Dr. Peter H. Gott is a retired physician and author. His website is www.AskDrGottMD.com.

DEAR DR. GOTT: I would like to express my opinion about your recent article on growing pains. The lady stated that her grandson would awaken crying with severe pain in his wrists, ankles, knees and hands. These could be the result of growing pains or of sickle-cell disease. I was the mother of a child with sickle cell for 30 years. I remember, as a 24-year-old parent, my 6-month-old baby waking up crying in pain. The doctors could not find anything wrong until I asked them to test him for sickle cell. They found that he was in a sickle-cell crisis. Since this is a hereditary disease found mostly in African-Americans and some Latinos, you should have asked the grandmother about her nationality. I lost my child at the age of 30. I hope this can help save the lives of children who may be affected.

DEAR READER: Sickle-cell anemia is an inherited condition that causes abnormal red blood cells (RBCs). Those with the disorder produce inadequate amounts of healthy RBCs, which are round, flexible and move easily through the vessels. They also produce RBCs that are rigid, sticky and shaped like crescent moons or sickles (hence the name). These abnormal cells do not flow easily through the body and often get stuck in small vessels, which can slow or block blood flow and oxygen to parts of the body.

In order to have a child with sickle-cell anemia, both parents need to have the abnormal gene that causes it to develop. The child must then inherit this gene from both parents. Each parent is a carrier and produces both normal and sickle-cell types of hemoglobin and may even produce some sickle cells in their own blood but do not typically develop symptoms.

Carriers of the gene have a 50 percent chance of having a child who is a carrier and a 25 percent chance of having a child who is either totally unaffected or who has sickle-cell anemia. There are several other variations of these statistics based on genetics; therefore, it is important for those who may be carriers to undergo genetic testing in order to weigh the risks to any unborn child.

The condition most commonly occurs in those of African, Spanish, Mediterranean, Middle Eastern and Indian ancestry.

Symptoms of sickle cell include anemia (low levels of RBCs and hemoglobin), jaundice (yellowing of the skin and eyes), delayed growth, frequent infection, hand-foot syndrome (swelling of the hands and feet), visual problems and episodes of pain, also known as sickle-cell crises.

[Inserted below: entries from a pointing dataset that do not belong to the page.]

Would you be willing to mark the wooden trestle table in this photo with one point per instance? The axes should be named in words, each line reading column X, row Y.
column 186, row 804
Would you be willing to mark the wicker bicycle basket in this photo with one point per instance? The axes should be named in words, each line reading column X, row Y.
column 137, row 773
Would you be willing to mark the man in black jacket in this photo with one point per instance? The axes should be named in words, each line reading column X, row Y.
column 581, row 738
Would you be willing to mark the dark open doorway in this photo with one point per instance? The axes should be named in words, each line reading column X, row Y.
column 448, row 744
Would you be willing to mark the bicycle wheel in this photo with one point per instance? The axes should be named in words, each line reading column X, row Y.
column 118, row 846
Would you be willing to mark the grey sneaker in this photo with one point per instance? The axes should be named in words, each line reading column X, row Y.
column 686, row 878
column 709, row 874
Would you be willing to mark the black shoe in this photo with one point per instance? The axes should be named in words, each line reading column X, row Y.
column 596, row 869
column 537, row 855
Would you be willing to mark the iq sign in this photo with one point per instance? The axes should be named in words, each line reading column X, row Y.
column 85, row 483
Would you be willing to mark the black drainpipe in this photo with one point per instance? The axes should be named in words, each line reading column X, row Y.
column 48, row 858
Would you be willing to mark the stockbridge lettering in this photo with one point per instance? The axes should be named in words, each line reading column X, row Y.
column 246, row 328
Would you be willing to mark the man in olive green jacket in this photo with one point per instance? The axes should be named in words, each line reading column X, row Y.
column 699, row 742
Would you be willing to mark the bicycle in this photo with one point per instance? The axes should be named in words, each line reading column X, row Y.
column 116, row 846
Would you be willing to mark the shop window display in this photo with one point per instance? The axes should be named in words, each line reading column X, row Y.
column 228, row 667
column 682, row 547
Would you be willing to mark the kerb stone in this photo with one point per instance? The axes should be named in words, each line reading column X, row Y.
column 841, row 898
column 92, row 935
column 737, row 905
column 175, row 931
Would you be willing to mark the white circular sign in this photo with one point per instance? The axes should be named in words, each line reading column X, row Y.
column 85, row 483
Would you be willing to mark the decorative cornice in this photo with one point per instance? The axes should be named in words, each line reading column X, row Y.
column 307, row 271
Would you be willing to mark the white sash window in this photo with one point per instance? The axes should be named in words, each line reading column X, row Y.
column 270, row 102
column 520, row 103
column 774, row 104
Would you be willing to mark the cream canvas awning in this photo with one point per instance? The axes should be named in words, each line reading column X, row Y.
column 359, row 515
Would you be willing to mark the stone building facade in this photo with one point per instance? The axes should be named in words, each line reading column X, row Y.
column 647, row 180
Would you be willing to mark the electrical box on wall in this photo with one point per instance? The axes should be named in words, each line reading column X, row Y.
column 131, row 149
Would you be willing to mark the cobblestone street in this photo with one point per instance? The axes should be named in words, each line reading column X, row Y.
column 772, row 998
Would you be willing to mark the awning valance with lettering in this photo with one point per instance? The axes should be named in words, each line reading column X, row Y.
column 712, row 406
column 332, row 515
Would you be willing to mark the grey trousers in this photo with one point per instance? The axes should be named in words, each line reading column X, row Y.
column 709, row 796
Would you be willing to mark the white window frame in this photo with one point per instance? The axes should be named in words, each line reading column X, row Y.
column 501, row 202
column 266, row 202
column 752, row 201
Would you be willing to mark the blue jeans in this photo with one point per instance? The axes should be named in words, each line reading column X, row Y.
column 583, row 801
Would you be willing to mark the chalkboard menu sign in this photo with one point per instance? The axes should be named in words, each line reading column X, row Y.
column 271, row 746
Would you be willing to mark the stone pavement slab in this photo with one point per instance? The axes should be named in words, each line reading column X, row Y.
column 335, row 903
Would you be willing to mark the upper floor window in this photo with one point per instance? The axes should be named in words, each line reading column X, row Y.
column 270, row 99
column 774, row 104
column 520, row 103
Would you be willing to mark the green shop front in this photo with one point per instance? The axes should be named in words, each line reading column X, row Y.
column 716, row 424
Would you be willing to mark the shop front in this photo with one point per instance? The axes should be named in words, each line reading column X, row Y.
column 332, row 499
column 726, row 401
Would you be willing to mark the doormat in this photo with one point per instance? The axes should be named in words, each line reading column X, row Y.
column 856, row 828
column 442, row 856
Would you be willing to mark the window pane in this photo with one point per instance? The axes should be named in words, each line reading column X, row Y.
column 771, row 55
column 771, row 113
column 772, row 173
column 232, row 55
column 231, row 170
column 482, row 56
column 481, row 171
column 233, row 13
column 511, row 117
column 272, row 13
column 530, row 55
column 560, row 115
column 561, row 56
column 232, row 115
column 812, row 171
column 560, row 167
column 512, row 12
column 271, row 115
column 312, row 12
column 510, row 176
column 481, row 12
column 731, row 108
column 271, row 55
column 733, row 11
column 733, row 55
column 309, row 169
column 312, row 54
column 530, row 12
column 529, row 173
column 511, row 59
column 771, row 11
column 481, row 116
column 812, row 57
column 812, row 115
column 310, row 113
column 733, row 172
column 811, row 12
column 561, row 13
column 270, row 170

Complications include gallstones, pulmonary hypertension, acute chest syndrome, stroke, organ damage, skin ulcers and priapism.

There is no certain cure, but there is a potential for one with bone-marrow transplant; however, finding a matching donor is difficult, and the procedure itself carries serious, even life-threatening, risks.

Treatment options include antibiotics for children, pain relievers during crises and hydroxyurea, a cancer-treatment drug that may be beneficial to those with severe disease. Some people also benefit from red-blood-cell transfusions and supplemental oxygen therapy. It is also important to assess and monitor stroke risk.

Several experimental treatments currently being studied may bring new hope. These include gene therapy, nitric oxide, butyric acid, Nicosan and clotrimazole.

Home care includes stress reduction, remaining hydrated, eating a balanced diet, supplemental folic acid, avoiding extreme temperatures and high altitudes and more.

The only sure way for carriers to prevent having a child with sickle-cell anemia is not to have children. There is a type of in-vitro fertilization that can prevent it; however, it is expensive and not guaranteed.